June 16 (Bloomberg) -- Michael Schumacher, the record seven-time Formula One world champion who suffered head injuries after a skiing accident in the French Alps in December, has left the hospital after emerging from a coma.
“Michael has left the CHU Grenoble to continue his long phase of rehabilitation,” his managers said in an e-mailed statement today. “He is not in a coma any more.”
The 45-year-old retired racing driver had been treated at the specialized clinic since suffering cerebral hemorrhaging and contusions to the brain in the Dec. 29 fall. He crashed into a rock while skiing in the Meribel resort a few meters to the side of a marked slope.

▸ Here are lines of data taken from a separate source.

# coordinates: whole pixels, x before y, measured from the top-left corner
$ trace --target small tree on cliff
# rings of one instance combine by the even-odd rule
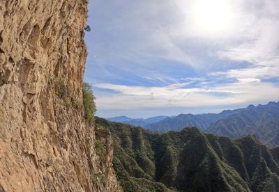
[[[91,86],[87,83],[83,83],[82,95],[85,120],[89,124],[92,124],[94,122],[94,115],[96,111],[95,97],[91,90]]]

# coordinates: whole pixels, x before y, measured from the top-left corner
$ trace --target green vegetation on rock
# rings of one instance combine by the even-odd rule
[[[83,83],[82,95],[85,120],[87,123],[92,124],[94,122],[94,115],[96,111],[94,102],[95,97],[93,94],[91,86],[87,83]]]

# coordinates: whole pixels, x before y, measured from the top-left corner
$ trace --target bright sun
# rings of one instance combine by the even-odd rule
[[[203,33],[218,35],[230,30],[232,15],[228,0],[196,0],[193,3],[193,22]]]

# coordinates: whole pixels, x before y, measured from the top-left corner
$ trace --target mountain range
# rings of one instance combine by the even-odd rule
[[[279,145],[279,102],[271,102],[266,105],[259,104],[257,106],[249,105],[246,108],[225,110],[219,113],[160,117],[161,120],[154,118],[153,122],[145,121],[142,124],[136,123],[140,120],[133,119],[122,122],[141,126],[154,133],[181,131],[186,127],[196,127],[206,133],[232,138],[254,134],[269,147]]]
[[[278,191],[279,148],[254,136],[232,140],[195,127],[152,134],[96,118],[111,132],[123,191]]]
[[[160,116],[151,117],[149,118],[144,119],[144,118],[130,118],[126,116],[119,116],[119,117],[107,118],[107,120],[112,122],[123,122],[131,125],[141,126],[142,127],[145,127],[149,124],[160,122],[167,118],[168,117],[160,115]]]
[[[211,124],[205,132],[230,138],[254,134],[270,147],[279,145],[279,102],[249,107]]]

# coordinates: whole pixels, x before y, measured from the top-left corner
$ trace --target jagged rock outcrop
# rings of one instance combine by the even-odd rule
[[[86,126],[85,0],[0,1],[0,191],[117,191]]]

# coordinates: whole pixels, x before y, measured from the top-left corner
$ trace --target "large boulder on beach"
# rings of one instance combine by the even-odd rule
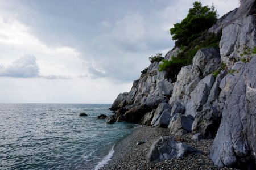
[[[126,111],[123,114],[123,120],[126,122],[138,124],[146,113],[152,109],[152,107],[145,103],[140,104]]]
[[[254,55],[229,82],[221,123],[210,154],[217,166],[256,167],[255,66]]]
[[[106,117],[106,123],[111,124],[115,122],[115,119],[114,115],[109,115]]]
[[[173,137],[161,137],[152,144],[146,159],[148,162],[158,162],[191,154],[201,154],[201,152],[191,146],[176,141]]]

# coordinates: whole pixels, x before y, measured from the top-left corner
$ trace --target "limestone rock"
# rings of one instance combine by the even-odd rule
[[[177,113],[171,118],[168,128],[172,134],[175,134],[180,129],[184,129],[187,132],[191,132],[193,121],[193,117],[191,116],[186,116]]]
[[[227,89],[221,123],[210,154],[219,167],[255,167],[255,57],[245,65]]]
[[[79,116],[82,117],[82,116],[88,116],[88,115],[87,115],[86,113],[80,113],[79,114]]]
[[[171,105],[170,105],[168,103],[162,103],[160,104],[156,109],[155,110],[155,113],[154,114],[153,118],[152,119],[152,121],[151,122],[151,125],[152,126],[159,126],[159,124],[160,123],[160,119],[163,119],[166,116],[167,116],[166,114],[168,114],[168,113],[169,112],[168,114],[170,115],[171,113],[171,109],[172,109],[172,107]],[[164,116],[163,116],[162,118],[160,118],[161,116],[162,115],[164,111],[166,110],[166,112],[164,112]],[[169,118],[169,121],[170,121]],[[161,123],[162,124],[162,123]],[[168,125],[167,126],[168,126]]]
[[[205,105],[195,118],[192,126],[193,133],[199,133],[204,139],[214,139],[221,117],[218,110],[211,105]]]
[[[106,117],[106,122],[109,124],[115,122],[115,119],[114,115],[109,115],[109,116],[108,116]]]
[[[148,162],[158,162],[191,154],[201,154],[201,152],[189,146],[176,141],[174,137],[161,137],[150,147],[146,159]]]
[[[107,117],[106,115],[105,114],[101,114],[100,116],[98,116],[97,117],[96,117],[98,119],[105,119]]]
[[[111,106],[110,110],[116,110],[119,108],[120,104],[125,100],[125,97],[128,94],[127,92],[124,92],[119,94],[118,96],[115,100],[112,105]]]
[[[124,120],[129,122],[139,123],[144,115],[152,109],[151,106],[146,104],[140,104],[126,111],[123,114]]]
[[[153,109],[151,112],[146,113],[139,122],[139,125],[142,126],[150,126],[150,123],[153,118],[155,112],[155,109]]]
[[[220,66],[220,50],[216,48],[200,49],[193,58],[193,65],[198,66],[203,76],[212,73]]]

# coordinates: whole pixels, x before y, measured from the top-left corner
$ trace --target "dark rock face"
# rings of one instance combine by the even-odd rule
[[[79,116],[88,116],[88,115],[87,115],[87,114],[86,113],[80,113],[80,114],[79,114]]]
[[[152,109],[151,106],[142,104],[126,111],[123,115],[123,120],[126,122],[138,124],[146,113]]]
[[[110,115],[106,117],[106,122],[107,124],[113,124],[115,122],[115,119],[114,115]]]
[[[106,115],[105,114],[101,114],[100,116],[98,116],[97,117],[96,117],[98,119],[105,119],[107,117]]]
[[[221,117],[217,109],[211,105],[205,105],[203,110],[195,118],[192,130],[199,133],[204,139],[214,139],[220,124]]]
[[[153,109],[151,112],[146,113],[139,122],[139,125],[142,126],[150,126],[150,123],[153,118],[155,112],[155,109]]]
[[[191,154],[201,154],[199,151],[176,141],[174,137],[162,137],[151,146],[146,159],[148,162],[157,162]]]
[[[176,114],[170,121],[169,128],[171,134],[174,134],[180,129],[191,132],[193,118],[191,116],[186,116],[180,113]]]
[[[219,167],[255,167],[255,57],[229,84],[221,123],[210,154]]]

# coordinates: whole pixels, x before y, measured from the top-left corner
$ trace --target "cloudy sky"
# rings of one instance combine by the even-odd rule
[[[113,103],[193,1],[0,0],[0,103]],[[238,6],[201,1],[220,16]]]

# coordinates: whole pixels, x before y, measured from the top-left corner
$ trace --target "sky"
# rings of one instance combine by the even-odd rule
[[[190,0],[0,0],[0,103],[112,103],[174,45]],[[220,17],[238,1],[213,3]]]

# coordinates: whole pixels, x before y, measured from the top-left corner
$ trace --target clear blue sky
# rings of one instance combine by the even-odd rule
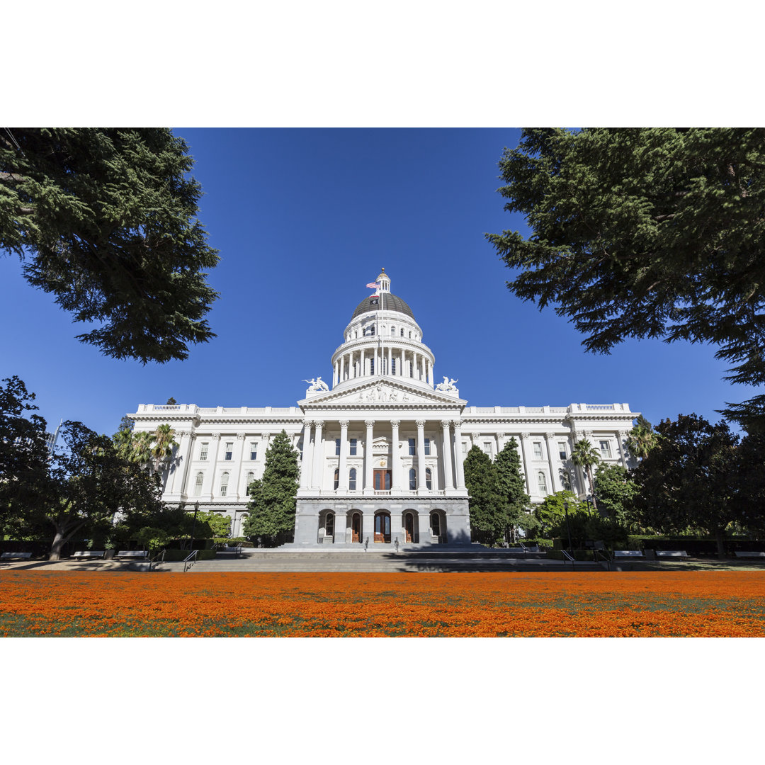
[[[385,266],[469,405],[628,402],[656,423],[719,419],[743,400],[715,349],[660,341],[585,353],[552,310],[505,286],[487,232],[524,230],[503,210],[497,161],[515,129],[176,128],[196,160],[200,220],[220,263],[209,319],[217,337],[187,360],[145,366],[79,343],[51,297],[0,258],[0,376],[18,375],[41,413],[111,434],[140,403],[289,406],[304,378],[331,380],[330,356]]]

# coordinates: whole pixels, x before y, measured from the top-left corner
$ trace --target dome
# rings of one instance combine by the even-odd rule
[[[375,301],[375,302],[373,303],[372,301]],[[353,321],[356,316],[366,314],[369,311],[379,311],[381,308],[384,308],[386,311],[397,311],[399,314],[405,314],[412,320],[415,318],[412,309],[398,295],[392,295],[390,292],[383,292],[379,297],[369,295],[368,298],[365,298],[356,307],[356,311],[353,311],[350,321]]]

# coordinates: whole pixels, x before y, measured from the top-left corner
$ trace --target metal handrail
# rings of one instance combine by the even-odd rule
[[[191,552],[184,558],[184,573],[189,570],[197,562],[197,553],[199,550],[192,550]],[[194,558],[192,561],[191,558]]]
[[[151,560],[148,562],[148,571],[151,570],[151,566],[153,564],[164,562],[164,554],[167,552],[168,551],[166,549],[163,549],[161,553],[158,552],[157,555],[155,555],[154,558],[152,558]]]

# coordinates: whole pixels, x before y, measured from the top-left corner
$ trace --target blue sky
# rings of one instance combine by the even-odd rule
[[[652,422],[717,420],[747,391],[721,378],[715,348],[628,340],[610,356],[552,310],[522,303],[487,232],[524,230],[503,210],[497,161],[519,131],[174,128],[196,160],[200,220],[220,263],[210,282],[217,337],[188,360],[145,366],[79,343],[51,297],[0,258],[0,376],[18,375],[50,424],[111,434],[140,403],[288,406],[330,356],[384,266],[472,405],[628,402]]]

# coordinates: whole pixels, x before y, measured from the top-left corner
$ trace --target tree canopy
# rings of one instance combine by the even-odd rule
[[[164,128],[26,129],[0,135],[0,249],[53,293],[77,338],[107,356],[166,362],[214,334],[218,262],[197,220],[188,147]]]
[[[268,543],[277,544],[295,532],[298,474],[298,452],[286,431],[282,431],[265,451],[263,477],[249,485],[246,535],[265,537]]]
[[[554,305],[588,350],[711,343],[727,379],[765,383],[765,129],[526,129],[500,168],[531,229],[487,235],[516,295]],[[765,395],[728,405],[765,429]]]

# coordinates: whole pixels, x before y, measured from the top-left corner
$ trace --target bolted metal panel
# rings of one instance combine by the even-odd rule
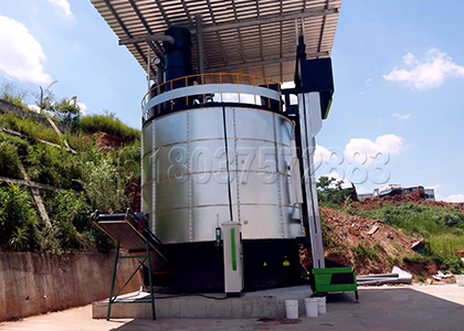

He was placed in a medically induced coma after undergoing partial skull-removal as a way to relieve dangerous pressure, as well as surgery to remove blood clots in his head. A month after the accident, the German’s family said doctors would start gradually waking him. By April he showed “moments of consciousness and awakening,” according to a statement from his spokeswoman Sabine Kehm.
Schumacher was taken to a hospital in Lausanne, Switzerland, Agence France-Presse reported today. His rehabilitation will take place “away from the public eye,” according to the statement, which thanked the doctors, nurses and therapists in Grenoble as well as the first aiders at the scene of the accident.
The son of a go-kart track caretaker in the western German town of Kerpen, Schumacher won titles with the Benetton team in 1994 and 1995 and took five consecutive ones with Ferrari from 2000 to 2004. He left the sport after the 2012 campaign following a three-season comeback with Mercedes, during which he didn’t win a race.